Une famille au milieu du drame

Noureddine Benchekroun/Bureau de Marrakech
Voyant les images atroces du tremblement de terre survenu en Turquie/Syrie, je me suis rappelé que moi-même, je suis un rescapé sauvé miraculeusement du tremblement de terre d’Agadir il y’a 63 ans, je n’avais que 18 mois.
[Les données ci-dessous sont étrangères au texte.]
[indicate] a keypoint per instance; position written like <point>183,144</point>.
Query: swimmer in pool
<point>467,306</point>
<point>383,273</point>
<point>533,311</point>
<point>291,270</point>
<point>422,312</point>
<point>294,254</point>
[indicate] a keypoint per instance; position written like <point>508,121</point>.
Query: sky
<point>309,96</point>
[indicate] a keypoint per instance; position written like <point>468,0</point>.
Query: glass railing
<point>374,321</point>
Voilà mon histoire et celle de ma famille.
ALLAH YARHAME tous les victimes de ces drames.
Nous sommes le 29 Février 1960, début du mois sacré de Ramadan, il était presque minuit, tout était calme, soudain, la terre a tremblé, les constructions se sont effondrées, les routes goudronnées se sont fissurées, et en un laps de temps, la ville est devenue méconnue.
Des pleurs et des appels au secours émanaient de partout, c’était la panique généralisée.
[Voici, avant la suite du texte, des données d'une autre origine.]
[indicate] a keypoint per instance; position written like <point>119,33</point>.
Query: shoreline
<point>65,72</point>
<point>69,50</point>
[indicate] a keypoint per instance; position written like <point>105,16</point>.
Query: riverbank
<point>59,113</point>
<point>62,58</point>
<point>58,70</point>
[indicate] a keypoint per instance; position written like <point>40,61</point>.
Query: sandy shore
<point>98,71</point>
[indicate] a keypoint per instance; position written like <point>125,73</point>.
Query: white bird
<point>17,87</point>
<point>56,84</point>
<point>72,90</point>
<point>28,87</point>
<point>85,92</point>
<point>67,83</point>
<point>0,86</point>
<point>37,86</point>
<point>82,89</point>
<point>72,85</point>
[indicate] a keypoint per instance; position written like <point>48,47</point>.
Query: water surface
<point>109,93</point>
Telle était la situation lors du tremblement de terre qui a frappé la ville d’Agadir, sans précédent dans l’histoire du Maroc.
Une secousse qui n’a duré que 12 secondes, avec une magnitude de 5,7 sur l’échelle de Richter, mais qui était suffisante pour transformer la ville en un fantôme, on dirait que la terre l’a avalée.
On a recensé plus de 15.000 morts, et 25.000 blessés, dont la plupart étaient graves.
Ma mère, une rescapée de ce drame raconte:
Ce jour-là, et peu avant 17h, un brouillard brunâtre a couvert totalement le ciel, puis une tempête de sable s’est abattue sur toute la ville. Pour les habitants, c’était un phénomène habituel, surtout en pareil moment de changement de saison, nous n’étions pas loin de la fin de l’hiver.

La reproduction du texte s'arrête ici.